Berlin, accusée de jouer « solo » sur ce dossier, s’est vu rappeler à l’ordre par Paris qui n’entend pas offrir à Moscou un nouveau moyen de pression sur l’Europe. Plus particulièrement quand celui-ci permettrait au Kremlin d’influencer la politique de la première puissance économique européenne, sans oublier les risques pour la stabilité économique de la Pologne et de l’Ukraine, qui tirent une importante partie de leurs revenus du transit du gaz russe sur leur territoire et qui verraient mécaniquement celui-ci diminuer.
Le nouvel arrivant chinois
« Les tentatives de la Russie d’appuyer sur les points de fragilité de l’Europe ont été largement commentées ces derniers mois. Celles de la Chine beaucoup moins« , affirmait Catherine Gouëset, journaliste à L’Express, en février 2018. Pourtant, à l’instar de Moscou, l’Empire du Milieu cherche lui aussi à exercer son influence en Europe et utilise, là encore, ses atouts économiques.
La Chine multiplie ainsi les investissements européens, notamment dans les pays de l’Est et du Sud, ainsi que dans les Balkans. Ces pays connaissent des difficultés économiques qui les amènent à accepter plus facilement l’argent chinois. Dès lors, plusieurs experts s’inquiètent de l’influence grandissante de la Chine dans les affaires européennes : « sur des sujets allant de l’arbitrage commercial aux normes de télécommunications, en passant par les partenariats public-privé, la Chine cherche à faire avancer sa vision et ses standards « , affirme le Conseil européen des relations internationales (ECFR), dans son rapport intitulé « La Chine aux portes de l’Europe » et publié en décembre 2017. Pour Pékin, les règles et normes érigées par l’Union européenne ne sont qu’un « obstacle temporaire, qui tombera de lui-même lorsque le processus de fragmentation européenne aura achevé son cours« .
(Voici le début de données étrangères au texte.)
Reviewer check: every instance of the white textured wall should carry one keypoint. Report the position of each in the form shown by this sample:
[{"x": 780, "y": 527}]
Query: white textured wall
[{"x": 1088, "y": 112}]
À l’instar de Nord Stream 2, le projet de nouvelle « route de la soie » proposé par la Chine divise en Europe. C’est encore une fois la France qui pointe du doigt les risques associés à celui-ci : « si les investisseurs ne viennent que pour avoir accès aux meilleures technologies sans que cela ne puisse profiter ni à la France ni à aucun autre pays européen, ils ne sont pas les bienvenus« , déclarait ainsi le ministre de l’Économie, Bruno Lemaire, en janvier 2018.
Les investissements liés à ce projet, qui consiste en la construction d’une ceinture terrestre reliant la Chine à l’Europe ainsi qu’une route maritime vers l’Afrique, et qui concerne pas moins de 65 pays, s’élèveraient déjà à 410 milliards de dollars et devraient dépasser les 1 200 milliards à l’horizon 2027. Si les pays d’Europe occidentale ont montré des réticences, les pays d’Europe de l’Est ouvrent quant à eux les bras à l’Empire du Milieu.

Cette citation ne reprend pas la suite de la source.